This project, housed within my Git repository, encompasses all the code utilized for my Master's thesis, under the title:
DEVELOPMENT OF PROCESSING TOOLS FOR HIERARCHICALLY ORGANIZED COLLECTION OF TABULAR DATA
This project consists of two parts. The first involves benchmarking various data types, assessing their write speed and file size, aiming to identify the most suitable option for scientific data storage.
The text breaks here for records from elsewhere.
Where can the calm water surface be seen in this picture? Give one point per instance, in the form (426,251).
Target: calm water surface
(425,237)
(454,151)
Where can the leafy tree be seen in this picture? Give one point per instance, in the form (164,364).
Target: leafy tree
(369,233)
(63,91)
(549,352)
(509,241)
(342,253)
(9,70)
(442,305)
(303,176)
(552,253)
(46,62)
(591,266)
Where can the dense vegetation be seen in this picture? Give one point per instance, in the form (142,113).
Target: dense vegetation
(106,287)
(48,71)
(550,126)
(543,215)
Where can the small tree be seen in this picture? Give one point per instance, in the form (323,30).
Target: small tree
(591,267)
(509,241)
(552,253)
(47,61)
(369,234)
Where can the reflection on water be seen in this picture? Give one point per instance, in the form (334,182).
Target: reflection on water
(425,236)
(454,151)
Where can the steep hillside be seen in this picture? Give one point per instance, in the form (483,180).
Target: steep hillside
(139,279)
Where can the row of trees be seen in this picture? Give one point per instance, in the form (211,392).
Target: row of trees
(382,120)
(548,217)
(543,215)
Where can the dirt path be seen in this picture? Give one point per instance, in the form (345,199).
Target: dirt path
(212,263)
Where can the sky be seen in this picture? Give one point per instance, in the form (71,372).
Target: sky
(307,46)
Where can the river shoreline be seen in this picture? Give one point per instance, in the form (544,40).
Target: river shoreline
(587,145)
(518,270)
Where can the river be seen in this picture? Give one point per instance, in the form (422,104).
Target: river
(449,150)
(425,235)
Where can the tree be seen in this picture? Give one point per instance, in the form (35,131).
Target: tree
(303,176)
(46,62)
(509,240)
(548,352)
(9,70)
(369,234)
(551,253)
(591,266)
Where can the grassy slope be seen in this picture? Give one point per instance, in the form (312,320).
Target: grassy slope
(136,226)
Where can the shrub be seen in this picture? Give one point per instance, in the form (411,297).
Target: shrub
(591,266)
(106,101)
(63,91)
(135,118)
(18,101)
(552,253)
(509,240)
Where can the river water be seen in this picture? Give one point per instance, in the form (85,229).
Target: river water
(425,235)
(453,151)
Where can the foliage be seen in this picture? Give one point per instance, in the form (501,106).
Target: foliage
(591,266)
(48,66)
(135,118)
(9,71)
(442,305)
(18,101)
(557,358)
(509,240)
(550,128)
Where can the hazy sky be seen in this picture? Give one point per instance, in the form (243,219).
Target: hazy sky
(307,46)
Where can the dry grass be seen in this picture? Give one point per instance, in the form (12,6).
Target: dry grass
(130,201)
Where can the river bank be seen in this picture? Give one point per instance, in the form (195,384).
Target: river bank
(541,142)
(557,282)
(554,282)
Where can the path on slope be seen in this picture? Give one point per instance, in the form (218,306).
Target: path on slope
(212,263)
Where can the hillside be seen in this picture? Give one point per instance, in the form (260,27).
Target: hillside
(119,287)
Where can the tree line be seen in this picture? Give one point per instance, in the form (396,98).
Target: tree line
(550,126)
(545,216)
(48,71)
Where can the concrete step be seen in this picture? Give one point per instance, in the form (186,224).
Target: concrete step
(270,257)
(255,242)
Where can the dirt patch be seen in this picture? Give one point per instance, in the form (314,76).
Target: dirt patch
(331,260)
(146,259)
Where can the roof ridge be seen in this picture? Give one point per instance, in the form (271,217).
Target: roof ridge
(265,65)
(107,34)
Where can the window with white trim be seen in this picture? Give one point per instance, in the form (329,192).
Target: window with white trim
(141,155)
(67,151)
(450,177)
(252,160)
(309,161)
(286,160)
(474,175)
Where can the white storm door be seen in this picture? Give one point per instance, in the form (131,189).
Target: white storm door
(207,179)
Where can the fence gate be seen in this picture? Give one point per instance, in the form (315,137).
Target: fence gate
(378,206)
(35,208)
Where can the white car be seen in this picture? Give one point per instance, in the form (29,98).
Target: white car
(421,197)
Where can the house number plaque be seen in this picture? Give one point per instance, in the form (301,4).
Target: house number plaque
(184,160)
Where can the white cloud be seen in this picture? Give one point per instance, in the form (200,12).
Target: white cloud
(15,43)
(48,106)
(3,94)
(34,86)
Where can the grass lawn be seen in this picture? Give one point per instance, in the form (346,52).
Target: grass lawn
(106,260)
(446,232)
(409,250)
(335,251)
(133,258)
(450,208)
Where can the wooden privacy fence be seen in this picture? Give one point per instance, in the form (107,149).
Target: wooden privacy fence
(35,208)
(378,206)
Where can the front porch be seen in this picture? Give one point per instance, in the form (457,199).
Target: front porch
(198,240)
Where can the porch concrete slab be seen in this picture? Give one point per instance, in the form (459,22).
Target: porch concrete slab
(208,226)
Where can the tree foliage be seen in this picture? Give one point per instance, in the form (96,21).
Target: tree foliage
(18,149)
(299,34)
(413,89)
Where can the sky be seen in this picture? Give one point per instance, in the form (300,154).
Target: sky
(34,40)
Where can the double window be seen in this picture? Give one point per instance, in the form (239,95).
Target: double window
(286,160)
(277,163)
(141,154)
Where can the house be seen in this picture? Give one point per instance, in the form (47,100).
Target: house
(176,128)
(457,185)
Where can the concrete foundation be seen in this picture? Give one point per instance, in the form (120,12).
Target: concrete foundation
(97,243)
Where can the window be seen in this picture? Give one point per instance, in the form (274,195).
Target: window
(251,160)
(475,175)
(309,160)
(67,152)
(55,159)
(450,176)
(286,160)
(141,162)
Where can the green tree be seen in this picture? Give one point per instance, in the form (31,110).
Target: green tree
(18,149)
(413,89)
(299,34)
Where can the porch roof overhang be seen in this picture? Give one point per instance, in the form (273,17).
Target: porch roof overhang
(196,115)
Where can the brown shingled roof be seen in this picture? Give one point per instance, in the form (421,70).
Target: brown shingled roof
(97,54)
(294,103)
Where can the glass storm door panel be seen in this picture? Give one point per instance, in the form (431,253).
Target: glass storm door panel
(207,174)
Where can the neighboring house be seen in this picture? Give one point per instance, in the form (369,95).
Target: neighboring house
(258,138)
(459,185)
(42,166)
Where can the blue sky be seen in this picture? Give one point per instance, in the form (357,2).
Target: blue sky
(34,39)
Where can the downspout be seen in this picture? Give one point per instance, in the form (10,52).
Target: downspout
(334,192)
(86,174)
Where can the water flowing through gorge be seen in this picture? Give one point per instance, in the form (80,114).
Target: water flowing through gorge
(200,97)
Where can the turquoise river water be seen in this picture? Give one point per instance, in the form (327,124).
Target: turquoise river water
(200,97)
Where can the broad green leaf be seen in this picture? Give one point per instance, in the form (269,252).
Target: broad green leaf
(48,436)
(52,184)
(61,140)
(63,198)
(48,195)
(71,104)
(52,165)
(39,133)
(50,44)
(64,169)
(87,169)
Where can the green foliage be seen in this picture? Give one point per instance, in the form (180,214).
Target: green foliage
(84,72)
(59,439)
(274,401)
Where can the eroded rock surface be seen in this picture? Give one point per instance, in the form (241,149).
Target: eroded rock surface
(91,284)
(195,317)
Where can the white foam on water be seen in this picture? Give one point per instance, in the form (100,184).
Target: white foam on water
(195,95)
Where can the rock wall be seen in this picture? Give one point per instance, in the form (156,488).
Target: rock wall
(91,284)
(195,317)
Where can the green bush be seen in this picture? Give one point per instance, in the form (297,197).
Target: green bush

The second part focuses on testing the feasibility of extracting specifically required data from pre-existing .H5 files, consolidating this data into a single compact file.
The data utilized in the second segment originates from: NASA LADS Web Archive - VNP46A3 2022
The data extracted spanned the entire year of 2022, derived specifically from files labeled as 'h19v04' and 'h20v04'. This data was chosen due to its coverage of the geographical region corresponding to the Republic of Serbia.
- Benchmarking: Includes the procedures for benchmarking write time and file size.
- H5_Creation: Encompasses the process of extracting data from existing .h5 files and merging them together.
- Functions: Comprises functions developed to streamline the benchmarking and creation processes.
- Docker: Holds the Dockerfile and docker-compose file utilized for setting up the environment.
The benchmarking data size was determined according to the hardware constraints of my machine during that particular period.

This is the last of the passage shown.